Aujourd’hui je regrette. Est-il encore temps ? Pourrais-je mettre sur pied certains désirs d’antan ? Quelques-uns au moins … Je ne sais pas si mes rêves d’alors et le dur désir ne serait-ce que de frôler le bonheur, sont exactement la même chose. Je ne sais pas aujourd’hui si j’étais dans le partage ou si j’étais autocentré et inconscient des autres …
Peut-être étais-je trop focus sur moi-même avec une courte vue sur les autres ? Peut-être bien ? Vous voyez tout ce déluge d’hier et d’aujourd’hui. Vous voyez bien le nombre de choses auxquelles je n’ai pas de réponses. Ces choses qui m’interpellent, qui me saisissent, qui me ballotent, qui me jettent, qui me percutent, qui ne me font pas percuter … Je ne trouve pas les mots exacts. C’est l’ineffable. Et c’est cela qui fait mal aussi.
Je crois que le rire attendra et nous devrons démêler tout cela.
Pour un homme à la psyché malmenée, quelle clairvoyance ! pensa-t-elle. Le rire attendra, admit-elle, en son for intérieur.
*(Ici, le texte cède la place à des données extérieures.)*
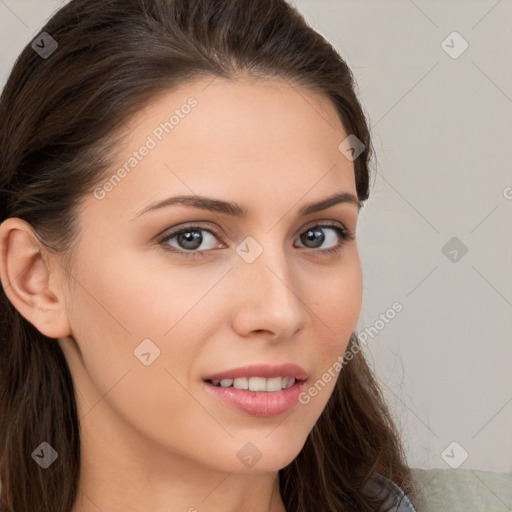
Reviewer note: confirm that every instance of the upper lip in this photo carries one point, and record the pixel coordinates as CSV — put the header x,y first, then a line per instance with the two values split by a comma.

Malgré les 58 ans. Il faudra mettre de l’ordre. C’était ce dont il avait besoin. Démêler.
Elle voulait poser un pont pour lui faire hâter le pas. Il lui avait damé le pion.
- Quitte à mourir sans parvenir au rire, dit-il, avant de quitter le cabinet.
- Nous régulerons la vitesse pour ne pas embarquer dans une croisière sans fin.
Il lui fallait les commandes pour décider du tempo.